When I was in grad school they used to always tell us that architects are a leading indicator for the development business. Because if architects are getting fewer jobs/billings, it means that at some point in the future there will be fewer construction starts and then fewer completions. And not surprisingly, that is what we are seeing happening right now. Below is the latest data from the AIA/Deltek Architecture Billings Index (via Bloomberg).
Billings, inquiries (an even earlier leading indicator for billings), and design contracts are down:

And it seems to be most pronounced in the West and the Northeast:

This is always something to watch if you want to try and forecast where hard costs might be going and what completions might look like in the next few years.

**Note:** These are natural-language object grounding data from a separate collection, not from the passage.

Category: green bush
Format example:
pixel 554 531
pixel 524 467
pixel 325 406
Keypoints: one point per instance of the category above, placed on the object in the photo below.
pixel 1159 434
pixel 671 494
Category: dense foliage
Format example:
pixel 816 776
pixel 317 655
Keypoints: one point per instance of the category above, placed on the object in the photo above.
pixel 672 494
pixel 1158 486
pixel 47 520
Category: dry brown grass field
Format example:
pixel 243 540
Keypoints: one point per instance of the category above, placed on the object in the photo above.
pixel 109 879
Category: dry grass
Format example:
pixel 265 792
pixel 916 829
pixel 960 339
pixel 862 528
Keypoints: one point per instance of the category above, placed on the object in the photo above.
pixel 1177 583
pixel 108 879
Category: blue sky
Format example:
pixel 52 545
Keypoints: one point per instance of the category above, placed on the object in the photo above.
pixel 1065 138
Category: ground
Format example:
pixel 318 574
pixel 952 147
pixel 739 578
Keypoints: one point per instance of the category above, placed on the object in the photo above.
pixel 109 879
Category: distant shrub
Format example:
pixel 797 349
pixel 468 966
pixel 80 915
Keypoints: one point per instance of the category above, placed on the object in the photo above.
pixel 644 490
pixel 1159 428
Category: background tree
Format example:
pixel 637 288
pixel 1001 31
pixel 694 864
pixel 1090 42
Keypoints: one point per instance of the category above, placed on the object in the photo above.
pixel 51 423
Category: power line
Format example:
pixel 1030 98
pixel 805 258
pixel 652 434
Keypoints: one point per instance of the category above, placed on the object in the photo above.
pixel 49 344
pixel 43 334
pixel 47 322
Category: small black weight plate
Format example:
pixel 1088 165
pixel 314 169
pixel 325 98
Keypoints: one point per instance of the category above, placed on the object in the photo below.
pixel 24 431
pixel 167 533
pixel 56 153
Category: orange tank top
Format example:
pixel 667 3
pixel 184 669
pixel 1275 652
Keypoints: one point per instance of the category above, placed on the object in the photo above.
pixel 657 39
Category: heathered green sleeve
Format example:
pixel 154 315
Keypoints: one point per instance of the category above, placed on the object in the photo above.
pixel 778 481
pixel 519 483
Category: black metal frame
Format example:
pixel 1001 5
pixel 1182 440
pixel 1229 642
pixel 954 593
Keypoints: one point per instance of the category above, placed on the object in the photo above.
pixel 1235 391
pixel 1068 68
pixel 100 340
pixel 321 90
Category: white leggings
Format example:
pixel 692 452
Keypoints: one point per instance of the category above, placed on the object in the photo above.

Reading Howard Marks' investment memos is up there with reading Paul Graham's essays. You just need to do it. Howard's latest is about "taking the temperature" of the market and I think you'll find the lessons invaluable for everything from equities to residential real estate.
Here's an excerpt that I liked:
We don’t say, “It’s cheap today, but it’ll be cheaper in six months, so we’ll wait.” If it’s cheap, we buy. If it gets cheaper and we conclude the thesis is still intact, we buy more. We’re much more afraid of missing a bargain-priced opportunity than we are of starting to buy a good thing too early. No one really knows whether something will get cheaper in the days and weeks ahead – that’s a matter of predicting investor psychology, which is somewhere between challenging and impossible. We feel we’re much more likely to correctly gauge the value of individual assets.
These are investing words to live by. Avoid your own emotionality and value the asset. If it's not cheap, don't buy it. If it's cheap, buy it. Then take a long-term view. It all sounds simple enough, but it's clearly not so easy. And that's why we have extreme highs and extreme lows in the market.
Eighteen months ago, everyone wanted to buy residential real estate. Today, prices are lower, but fewer people want to buy residential real estate. Part of this is obviously because of interest rates. But part of it is also just because of emotion.